San Francisco philanthropists Chuck and Helen Schwab have donated $65 million to build supportive housing for formerly homeless people — the gift that will help fund a 145-unit, South of Market apartment complex as well as the conversion of two hotels on Lower Nob Hill.
“We must respond to the homeless crisis with strategies that fundamentally change the equation,” Schwab, founder of the Charles Schwab financial services company, said.
The project is being constructed with modular units manufactured at Factory OS on Mare Island in Vallejo. Developers say the modules allow them to build for $380,000 a unit, about $220,000, or 30%, less than similar wood-frame housing developments.
While the city will master lease the building once it is completed, the project didn’t include any up-front public funding. Income from city master lease will allow some of the private philanthropic money originally invested to be pulled out and applied to the next affordable development.
“The impact of Chuck and Helen’s investment goes far beyond the initial 145 units,” said Daniel Lurie, Tipping Point’s chairman. “Not only have we successfully tested a new approach to construction, but we are now able to extract philanthropic dollars to reinvest in more housing.”
The two hotels that will be reconfigured for housing for the formerly homeless are the 232-unit Granada Hotel at 1000 Sutter St. and an unidentified hotel with about 275 rooms near Geary and Mason streets.
The announcement comes as the first two dozen modular boxes have been trucked over the Bay Bridge and set on the concrete foundation at 833 Bryant. The building is scheduled to open next fall. Lurie said the project is a test case that could be replicated elsewhere in the Bay Area and around the state.
“At the end of the day we need to prove it’s possible to build in a much more efficient and cost-effective manner,” he said.
Rebecca Foster, who heads the Housing Accelerator Fund, said speed is the most important element in the business model.
“Public-private partnerships like ours are at their best when they enable the fast moving, flexible approaches we desperately need to accelerate the delivery of homes to those who need them most,” she said.
Tipping Point launched its $100 million Chronic Homelessness Initiative in 2017. The Schwabs’ investment will also fund several programs like the Flexible Subsidy Housing Pool which buys up private housing units and converts them to supportive housing.
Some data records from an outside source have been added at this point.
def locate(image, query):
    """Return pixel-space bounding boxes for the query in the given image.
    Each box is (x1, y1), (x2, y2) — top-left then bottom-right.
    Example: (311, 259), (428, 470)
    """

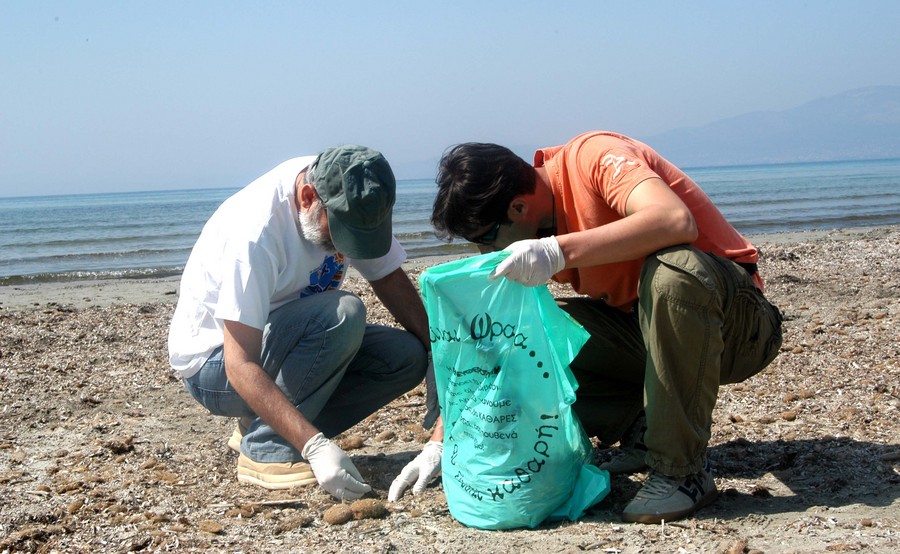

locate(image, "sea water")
(0, 156), (900, 285)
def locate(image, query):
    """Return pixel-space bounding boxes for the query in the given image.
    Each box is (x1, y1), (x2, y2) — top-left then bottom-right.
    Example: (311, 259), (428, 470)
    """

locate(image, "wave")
(0, 266), (184, 286)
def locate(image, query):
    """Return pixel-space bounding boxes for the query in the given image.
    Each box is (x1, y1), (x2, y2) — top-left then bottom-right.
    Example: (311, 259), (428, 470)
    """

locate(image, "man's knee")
(638, 245), (719, 306)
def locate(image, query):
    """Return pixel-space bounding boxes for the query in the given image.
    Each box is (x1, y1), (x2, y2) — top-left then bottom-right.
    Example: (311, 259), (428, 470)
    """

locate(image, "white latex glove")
(300, 433), (372, 500)
(488, 237), (566, 287)
(388, 441), (444, 502)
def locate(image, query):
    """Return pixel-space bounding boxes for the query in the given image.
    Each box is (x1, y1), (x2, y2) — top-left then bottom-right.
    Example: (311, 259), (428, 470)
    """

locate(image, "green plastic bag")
(419, 252), (609, 529)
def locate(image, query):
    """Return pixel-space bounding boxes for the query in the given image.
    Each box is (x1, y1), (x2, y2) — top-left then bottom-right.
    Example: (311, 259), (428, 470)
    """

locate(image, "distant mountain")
(641, 86), (900, 167)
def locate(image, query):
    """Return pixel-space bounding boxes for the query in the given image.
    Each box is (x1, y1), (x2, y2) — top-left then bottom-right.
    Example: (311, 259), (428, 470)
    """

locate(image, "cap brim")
(326, 212), (392, 260)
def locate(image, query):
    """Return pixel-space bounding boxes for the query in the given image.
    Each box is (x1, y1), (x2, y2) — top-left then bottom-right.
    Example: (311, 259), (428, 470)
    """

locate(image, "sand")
(0, 227), (900, 553)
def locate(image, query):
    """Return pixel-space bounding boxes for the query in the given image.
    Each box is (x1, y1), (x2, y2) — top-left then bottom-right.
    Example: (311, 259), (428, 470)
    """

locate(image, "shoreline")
(0, 225), (896, 314)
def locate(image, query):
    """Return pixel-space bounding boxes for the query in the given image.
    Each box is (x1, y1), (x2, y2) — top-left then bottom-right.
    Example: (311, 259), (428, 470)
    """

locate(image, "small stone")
(350, 498), (387, 519)
(725, 539), (747, 554)
(779, 410), (797, 421)
(375, 430), (397, 442)
(225, 506), (256, 519)
(197, 519), (225, 535)
(103, 435), (134, 454)
(66, 498), (84, 515)
(341, 435), (365, 450)
(273, 515), (313, 535)
(322, 504), (353, 525)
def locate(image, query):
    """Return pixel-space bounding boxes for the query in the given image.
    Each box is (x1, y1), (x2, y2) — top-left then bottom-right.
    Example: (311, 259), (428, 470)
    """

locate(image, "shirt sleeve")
(214, 237), (277, 330)
(578, 139), (659, 217)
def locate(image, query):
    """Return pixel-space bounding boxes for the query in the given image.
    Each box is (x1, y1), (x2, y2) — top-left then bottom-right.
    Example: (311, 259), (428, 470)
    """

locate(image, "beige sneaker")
(238, 454), (316, 490)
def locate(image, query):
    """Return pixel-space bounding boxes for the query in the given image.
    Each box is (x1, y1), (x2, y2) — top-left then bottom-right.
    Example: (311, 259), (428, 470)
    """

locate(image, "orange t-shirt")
(534, 131), (762, 311)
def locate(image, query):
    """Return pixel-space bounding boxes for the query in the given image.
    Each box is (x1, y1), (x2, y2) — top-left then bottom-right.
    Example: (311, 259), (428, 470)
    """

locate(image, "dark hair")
(431, 142), (535, 240)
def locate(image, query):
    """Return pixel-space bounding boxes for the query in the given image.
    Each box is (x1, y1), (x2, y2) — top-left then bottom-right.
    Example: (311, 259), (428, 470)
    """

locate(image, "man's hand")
(488, 237), (566, 287)
(301, 433), (372, 500)
(388, 441), (444, 502)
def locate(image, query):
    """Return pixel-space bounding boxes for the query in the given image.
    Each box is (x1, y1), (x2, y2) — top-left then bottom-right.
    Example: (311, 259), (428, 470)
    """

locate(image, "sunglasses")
(466, 221), (503, 245)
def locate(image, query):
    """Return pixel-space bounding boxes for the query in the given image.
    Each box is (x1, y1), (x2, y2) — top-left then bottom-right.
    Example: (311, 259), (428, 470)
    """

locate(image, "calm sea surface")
(0, 160), (900, 285)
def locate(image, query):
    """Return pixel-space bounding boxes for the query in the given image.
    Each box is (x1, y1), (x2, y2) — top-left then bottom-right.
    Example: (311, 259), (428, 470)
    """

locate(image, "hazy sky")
(0, 0), (900, 196)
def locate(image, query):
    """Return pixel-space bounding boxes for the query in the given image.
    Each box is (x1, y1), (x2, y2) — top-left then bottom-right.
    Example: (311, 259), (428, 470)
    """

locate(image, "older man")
(169, 145), (442, 499)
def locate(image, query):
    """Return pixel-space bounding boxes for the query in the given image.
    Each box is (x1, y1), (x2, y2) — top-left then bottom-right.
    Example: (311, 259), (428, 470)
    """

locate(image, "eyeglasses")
(466, 221), (503, 245)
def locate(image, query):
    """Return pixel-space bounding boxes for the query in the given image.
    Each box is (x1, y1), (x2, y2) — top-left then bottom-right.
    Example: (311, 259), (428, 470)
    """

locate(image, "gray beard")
(297, 201), (337, 252)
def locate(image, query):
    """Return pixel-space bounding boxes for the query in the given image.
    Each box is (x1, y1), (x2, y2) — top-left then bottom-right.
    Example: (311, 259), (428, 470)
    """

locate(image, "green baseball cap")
(312, 144), (397, 260)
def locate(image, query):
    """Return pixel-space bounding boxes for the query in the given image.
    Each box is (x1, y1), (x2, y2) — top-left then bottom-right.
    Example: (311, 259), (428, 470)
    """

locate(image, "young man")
(432, 132), (781, 523)
(169, 145), (440, 499)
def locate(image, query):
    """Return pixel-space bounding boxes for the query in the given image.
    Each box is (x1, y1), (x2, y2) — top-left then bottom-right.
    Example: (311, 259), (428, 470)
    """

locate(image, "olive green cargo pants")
(558, 246), (782, 477)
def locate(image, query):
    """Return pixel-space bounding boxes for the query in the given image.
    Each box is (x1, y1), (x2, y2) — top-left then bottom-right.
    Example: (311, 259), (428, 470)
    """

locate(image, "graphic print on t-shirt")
(300, 254), (344, 298)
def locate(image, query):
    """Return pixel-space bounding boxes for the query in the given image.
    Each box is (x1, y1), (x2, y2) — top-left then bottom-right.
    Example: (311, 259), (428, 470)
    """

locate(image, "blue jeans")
(184, 291), (427, 462)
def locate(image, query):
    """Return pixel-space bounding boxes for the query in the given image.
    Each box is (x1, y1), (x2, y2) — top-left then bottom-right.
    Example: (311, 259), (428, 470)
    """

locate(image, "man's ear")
(297, 183), (319, 210)
(506, 194), (528, 223)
People experiencing homelessness move into these units and are provided rental subsidies using a flexible pool of funds.
Lurie said goal is to find ways to build even faster and at lower cost than three years and $380,000 a unit.
“It’s still really expensive relative to what we want to get down to,” he said. “We are by no means where we want to be. We need to build faster. But we are starting to get real efficiencies and real scale. The example this sets is going to inspire a lot of copycats.”